大迫指導するジュリアン・コーチ、再びケニア合宿を示唆『選択肢としてはあり得る」

会見に応じたピート・ジュリアン・コーチ
会見に応じたピート・ジュリアン・コーチ

 1日の東京マラソンで2時間5分29秒の日本新記録を樹立した大迫傑(28)=ナイキ=が創設し、来年3月の開催を予定するレースについて、箱根駅伝出場大学にペースメーカー派遣などの打診をしていることが2日、分かった。「日本人の限界に挑戦する」をコンセプトに、今後、今年の覇者・青学大や同2位の東海大、母校の早大などにも協力を要請する見込み。開催地は千葉県内を検討している。この日は、都内で東京マラソンの一夜明け会見に出席し、東京五輪代表入りに大きく前進したレースを振り返った。

 会見には、13年から大迫を指導する米国出身のピート・ジュリアン・コーチ(48)も出席した。強い絆で結ばれ、レース直後には熱い抱擁を交わした2人。日本記録更新に「ファンタスティック!」と興奮を隠せない様子だった。

 レースでは22キロ付近で先頭集団から遅れる場面も。「あの時は米国に帰ろうと思ったよ」と冗談も飛び出したが、それも信頼の証し。「ケニアに行った時、傑は『ハイペースについて行けなかったら落とす』と言っていた。ペースは落ちていたが、体の状態は良さそうだったので大丈夫だと思った」。実際、常に井上を視界にとらえる位置で走り、32キロ過ぎに追いつくと一気にかわして突き放した。
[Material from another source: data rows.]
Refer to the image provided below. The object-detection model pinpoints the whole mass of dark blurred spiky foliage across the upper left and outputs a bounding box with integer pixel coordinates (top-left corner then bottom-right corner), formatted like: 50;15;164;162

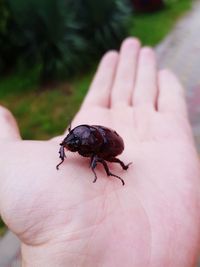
0;0;130;81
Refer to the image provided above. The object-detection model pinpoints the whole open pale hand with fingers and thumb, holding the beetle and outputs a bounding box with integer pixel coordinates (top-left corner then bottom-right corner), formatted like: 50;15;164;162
0;38;200;267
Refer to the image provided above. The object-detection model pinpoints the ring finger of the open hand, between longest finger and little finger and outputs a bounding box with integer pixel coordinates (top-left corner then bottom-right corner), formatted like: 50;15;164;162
132;47;157;107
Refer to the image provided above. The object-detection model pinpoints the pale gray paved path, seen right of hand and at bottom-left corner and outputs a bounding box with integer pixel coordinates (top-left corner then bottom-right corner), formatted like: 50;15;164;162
0;1;200;267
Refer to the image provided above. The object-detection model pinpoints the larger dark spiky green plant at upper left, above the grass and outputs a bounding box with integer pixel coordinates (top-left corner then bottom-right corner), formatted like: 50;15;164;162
5;0;85;80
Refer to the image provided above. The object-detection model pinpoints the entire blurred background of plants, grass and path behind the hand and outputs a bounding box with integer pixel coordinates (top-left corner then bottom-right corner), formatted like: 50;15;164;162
0;0;200;266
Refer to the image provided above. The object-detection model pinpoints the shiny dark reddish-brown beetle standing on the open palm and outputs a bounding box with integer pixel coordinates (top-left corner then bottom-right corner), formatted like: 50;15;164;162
56;124;131;185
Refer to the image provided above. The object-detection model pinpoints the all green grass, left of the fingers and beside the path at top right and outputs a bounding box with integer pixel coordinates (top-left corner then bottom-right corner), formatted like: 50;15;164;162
0;0;194;235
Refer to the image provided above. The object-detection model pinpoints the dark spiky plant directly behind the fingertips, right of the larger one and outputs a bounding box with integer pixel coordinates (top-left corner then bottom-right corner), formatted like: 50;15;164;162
71;0;131;56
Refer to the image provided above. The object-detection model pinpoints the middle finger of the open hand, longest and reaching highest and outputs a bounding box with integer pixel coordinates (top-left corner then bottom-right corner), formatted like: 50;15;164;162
111;38;140;107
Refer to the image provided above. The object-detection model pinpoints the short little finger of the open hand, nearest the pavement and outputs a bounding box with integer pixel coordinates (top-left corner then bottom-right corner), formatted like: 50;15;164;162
158;70;187;114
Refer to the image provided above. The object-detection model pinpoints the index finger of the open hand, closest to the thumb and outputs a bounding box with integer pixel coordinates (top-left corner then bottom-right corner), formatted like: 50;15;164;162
82;51;118;107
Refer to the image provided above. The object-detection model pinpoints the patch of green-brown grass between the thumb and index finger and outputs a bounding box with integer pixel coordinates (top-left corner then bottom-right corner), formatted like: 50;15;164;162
0;68;92;140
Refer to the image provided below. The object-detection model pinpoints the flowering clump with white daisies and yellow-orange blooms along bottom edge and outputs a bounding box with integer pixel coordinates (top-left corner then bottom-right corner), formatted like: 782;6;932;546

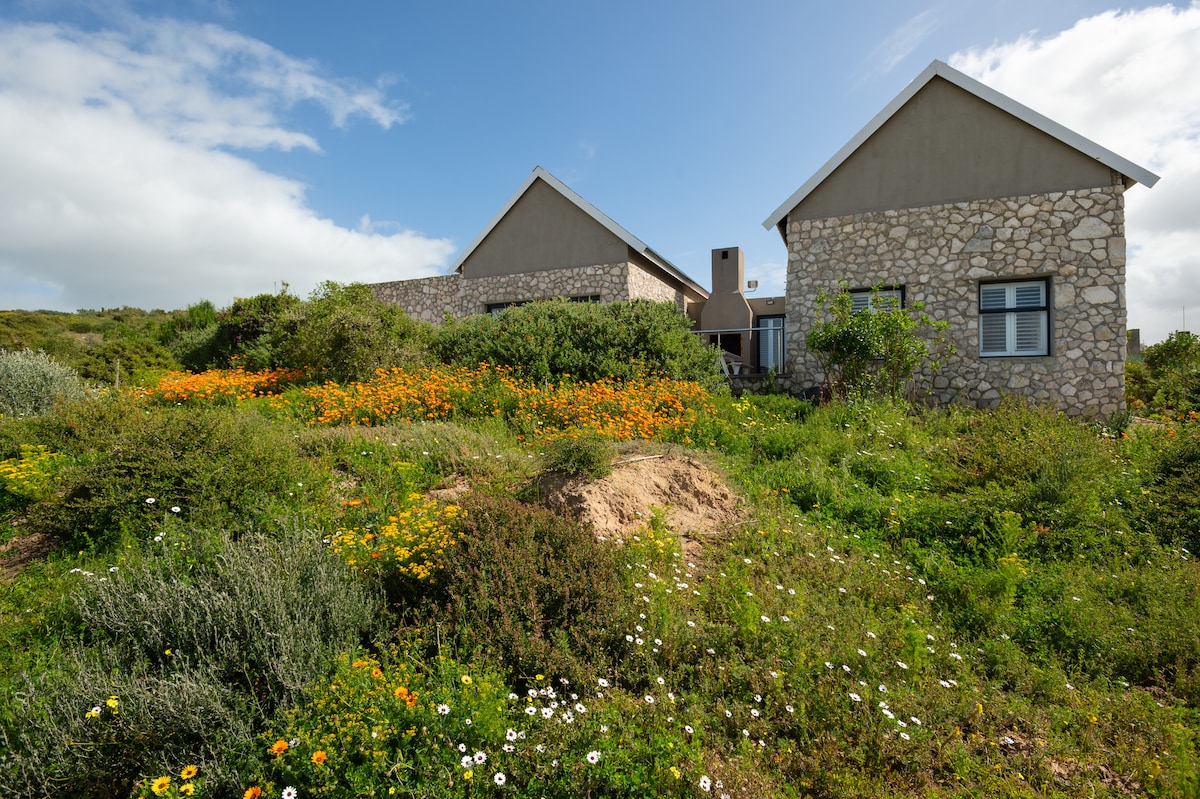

 常に自分と向き合って走ってきた大迫だが、マラソンもトラック種目もこれまで目標タイムを定めたことはないという。「タイムではなく順位。あくまで優勝を意識して走ってきた」と頂だけを見据えたのはジュリアン・コーチも同じ。代表が大きく近づいた東京五輪に向けては「傑が休んで、ゆっくりした後に環境は考えたい。ただ、ケニアはワンダフルだったので、選択肢としてはあり得る」と直前合宿などを再びケニアで行う可能性もあるとした。